Zinc-anode batteries have been studied as a low-cost, long cycle life system for grid-scale energy storage. Kannan Premnath, assistant professor of mechanical engineering, is involved in the development and application of efficient methods for the simulation of electrodeposition phenomena in these batteries to help improve their design and operating conditions.
“Energy storage represents a critical component in the redistribution and use of both conventional and renewable sources of energy for different applications,” he says. “It is important to develop new technologies that are reliable and cost-effective with minimal negative influence on the environment.”

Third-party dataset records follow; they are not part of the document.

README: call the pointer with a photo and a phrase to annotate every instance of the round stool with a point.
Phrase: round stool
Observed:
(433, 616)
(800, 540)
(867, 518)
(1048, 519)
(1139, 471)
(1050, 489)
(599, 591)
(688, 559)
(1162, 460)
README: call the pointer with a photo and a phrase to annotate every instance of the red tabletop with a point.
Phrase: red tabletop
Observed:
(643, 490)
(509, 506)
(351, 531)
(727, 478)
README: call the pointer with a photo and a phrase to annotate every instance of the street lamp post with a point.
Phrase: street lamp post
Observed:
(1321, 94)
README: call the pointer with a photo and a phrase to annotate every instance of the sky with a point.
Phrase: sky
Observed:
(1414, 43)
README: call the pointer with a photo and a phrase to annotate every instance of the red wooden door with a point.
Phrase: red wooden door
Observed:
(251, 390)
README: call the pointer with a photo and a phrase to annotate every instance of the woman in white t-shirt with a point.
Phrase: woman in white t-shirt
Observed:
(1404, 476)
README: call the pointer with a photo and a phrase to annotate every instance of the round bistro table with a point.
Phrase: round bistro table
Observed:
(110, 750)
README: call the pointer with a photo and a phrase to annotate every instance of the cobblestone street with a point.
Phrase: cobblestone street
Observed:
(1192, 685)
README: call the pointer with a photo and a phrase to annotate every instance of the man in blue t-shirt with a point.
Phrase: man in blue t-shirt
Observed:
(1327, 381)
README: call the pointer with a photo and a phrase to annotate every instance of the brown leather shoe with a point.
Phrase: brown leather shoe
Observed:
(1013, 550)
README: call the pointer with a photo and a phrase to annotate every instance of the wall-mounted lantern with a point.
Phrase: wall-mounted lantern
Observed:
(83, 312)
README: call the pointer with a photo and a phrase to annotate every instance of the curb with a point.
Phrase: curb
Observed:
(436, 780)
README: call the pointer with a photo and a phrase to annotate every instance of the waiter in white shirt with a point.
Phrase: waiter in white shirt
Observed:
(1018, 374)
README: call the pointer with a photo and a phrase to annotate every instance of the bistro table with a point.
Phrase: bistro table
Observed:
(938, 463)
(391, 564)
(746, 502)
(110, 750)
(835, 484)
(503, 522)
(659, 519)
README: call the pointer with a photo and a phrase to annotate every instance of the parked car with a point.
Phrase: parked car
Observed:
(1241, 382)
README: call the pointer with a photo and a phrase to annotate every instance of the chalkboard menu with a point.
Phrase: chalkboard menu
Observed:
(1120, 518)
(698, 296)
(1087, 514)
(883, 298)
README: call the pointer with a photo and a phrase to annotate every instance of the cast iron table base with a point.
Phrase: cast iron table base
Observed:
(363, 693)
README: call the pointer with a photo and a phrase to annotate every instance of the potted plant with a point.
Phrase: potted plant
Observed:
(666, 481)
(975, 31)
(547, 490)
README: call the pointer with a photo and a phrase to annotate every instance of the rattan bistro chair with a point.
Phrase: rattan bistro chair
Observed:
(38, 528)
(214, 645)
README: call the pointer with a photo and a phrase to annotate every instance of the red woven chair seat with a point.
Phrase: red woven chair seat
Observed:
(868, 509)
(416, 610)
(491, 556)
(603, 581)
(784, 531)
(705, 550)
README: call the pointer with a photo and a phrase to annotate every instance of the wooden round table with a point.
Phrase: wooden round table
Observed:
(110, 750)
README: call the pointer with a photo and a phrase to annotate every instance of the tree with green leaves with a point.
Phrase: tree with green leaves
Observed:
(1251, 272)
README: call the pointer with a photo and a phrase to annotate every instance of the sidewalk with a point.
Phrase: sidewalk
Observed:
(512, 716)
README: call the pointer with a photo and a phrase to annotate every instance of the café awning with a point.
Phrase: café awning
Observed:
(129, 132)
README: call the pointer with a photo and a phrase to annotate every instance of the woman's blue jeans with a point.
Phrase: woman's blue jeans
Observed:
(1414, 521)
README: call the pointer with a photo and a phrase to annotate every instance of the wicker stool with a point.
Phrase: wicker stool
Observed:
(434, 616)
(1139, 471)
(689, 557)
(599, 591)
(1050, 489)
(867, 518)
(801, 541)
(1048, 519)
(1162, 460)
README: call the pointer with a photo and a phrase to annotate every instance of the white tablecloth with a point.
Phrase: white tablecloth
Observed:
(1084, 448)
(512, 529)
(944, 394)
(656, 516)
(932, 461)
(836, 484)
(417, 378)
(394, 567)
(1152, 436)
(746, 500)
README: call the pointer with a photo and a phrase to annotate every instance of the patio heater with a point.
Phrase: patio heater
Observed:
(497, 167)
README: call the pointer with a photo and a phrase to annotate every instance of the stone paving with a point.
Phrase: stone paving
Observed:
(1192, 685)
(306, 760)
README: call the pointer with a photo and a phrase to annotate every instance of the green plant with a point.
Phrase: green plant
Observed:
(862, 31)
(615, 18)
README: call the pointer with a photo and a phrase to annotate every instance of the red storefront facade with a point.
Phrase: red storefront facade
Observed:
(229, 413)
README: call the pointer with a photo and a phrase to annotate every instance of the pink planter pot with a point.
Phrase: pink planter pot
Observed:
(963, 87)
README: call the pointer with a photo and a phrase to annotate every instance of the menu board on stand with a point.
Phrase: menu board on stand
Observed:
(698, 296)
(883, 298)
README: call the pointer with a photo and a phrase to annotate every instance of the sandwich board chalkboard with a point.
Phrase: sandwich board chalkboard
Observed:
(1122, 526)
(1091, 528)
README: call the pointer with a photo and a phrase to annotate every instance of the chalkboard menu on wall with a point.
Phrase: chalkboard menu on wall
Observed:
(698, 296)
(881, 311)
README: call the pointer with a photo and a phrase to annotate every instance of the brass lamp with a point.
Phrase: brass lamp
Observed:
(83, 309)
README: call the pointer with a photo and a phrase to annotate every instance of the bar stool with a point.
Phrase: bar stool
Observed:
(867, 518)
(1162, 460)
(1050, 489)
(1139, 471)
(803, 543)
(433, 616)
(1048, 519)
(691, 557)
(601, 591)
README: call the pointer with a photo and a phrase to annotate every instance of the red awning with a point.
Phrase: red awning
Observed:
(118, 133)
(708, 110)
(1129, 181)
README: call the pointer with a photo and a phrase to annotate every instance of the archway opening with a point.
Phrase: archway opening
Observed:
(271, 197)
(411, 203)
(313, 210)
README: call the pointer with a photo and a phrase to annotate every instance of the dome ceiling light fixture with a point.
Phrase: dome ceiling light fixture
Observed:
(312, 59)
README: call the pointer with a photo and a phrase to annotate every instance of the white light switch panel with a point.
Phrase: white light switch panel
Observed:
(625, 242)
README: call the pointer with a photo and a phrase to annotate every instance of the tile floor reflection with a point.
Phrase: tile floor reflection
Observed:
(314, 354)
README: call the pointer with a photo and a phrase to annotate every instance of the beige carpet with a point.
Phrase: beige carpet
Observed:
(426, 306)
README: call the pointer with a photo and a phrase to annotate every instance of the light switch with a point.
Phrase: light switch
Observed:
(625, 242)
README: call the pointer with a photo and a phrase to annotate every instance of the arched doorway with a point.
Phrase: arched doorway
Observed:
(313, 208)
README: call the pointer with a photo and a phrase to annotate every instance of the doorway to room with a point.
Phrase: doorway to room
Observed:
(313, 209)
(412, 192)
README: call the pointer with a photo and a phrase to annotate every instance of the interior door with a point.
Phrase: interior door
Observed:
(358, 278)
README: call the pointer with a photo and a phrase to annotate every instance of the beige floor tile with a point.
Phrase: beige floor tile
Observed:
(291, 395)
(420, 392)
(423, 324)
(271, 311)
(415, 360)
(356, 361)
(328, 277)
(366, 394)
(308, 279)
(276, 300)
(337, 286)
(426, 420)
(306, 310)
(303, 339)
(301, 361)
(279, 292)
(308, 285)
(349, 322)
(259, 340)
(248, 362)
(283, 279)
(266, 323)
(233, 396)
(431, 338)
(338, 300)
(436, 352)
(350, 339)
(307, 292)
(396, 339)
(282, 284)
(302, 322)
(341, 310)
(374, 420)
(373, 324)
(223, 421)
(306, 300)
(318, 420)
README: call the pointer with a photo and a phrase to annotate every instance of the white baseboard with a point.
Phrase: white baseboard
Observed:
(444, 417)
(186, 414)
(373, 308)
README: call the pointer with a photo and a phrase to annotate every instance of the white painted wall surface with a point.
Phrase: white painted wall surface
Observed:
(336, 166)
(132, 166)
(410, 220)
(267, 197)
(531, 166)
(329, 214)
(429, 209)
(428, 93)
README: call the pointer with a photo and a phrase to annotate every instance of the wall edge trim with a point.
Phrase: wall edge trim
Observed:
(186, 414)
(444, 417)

In zinc-anode batteries, the electrodeposition and dissolution of an electrode occurs during charging and discharging cycles, respectively. The electrodeposition often results in the formation of pointed needle-like structures on the electrodes known as dendrites, which are undesirable because their growth over time impedes the performance of batteries.
“The mechanism of electrodeposition is complicated because the morphology of the deposits depends strongly on the operating parameters like the applied voltage and electrolyte concentration,” says Premnath. “Thus, it is crucially important to understand the complex underlying processes involved in the electrodeposition phenomena using modeling and simulations. We have developed algorithms to make computations for these simulations more efficient.”
This research, which is in collaboration with the City University of New York Energy Institute, involves state-of-the-art modeling and simulation methods, including phase field models, lattice Boltzmann methods, multigrid schemes and their implementation on large parallel computer clusters. These physics-based simulations provide a fundamental understanding of the various multiscale flow and interfacial processes in these batteries, which offer valuable insights for their design and improvements. Such simulations are computationally very intensive and involve the use of advanced multiphysics models. By developing more efficient methods, Premnath and his fellow researchers will enable faster simulations of large-scale problems under different parametric conditions.
“The new method resulted in several orders of improvements in computational efficiency while delivering accurate physical results that matched well with recent measurement data thereby demonstrating its predictive capabilities,” he says.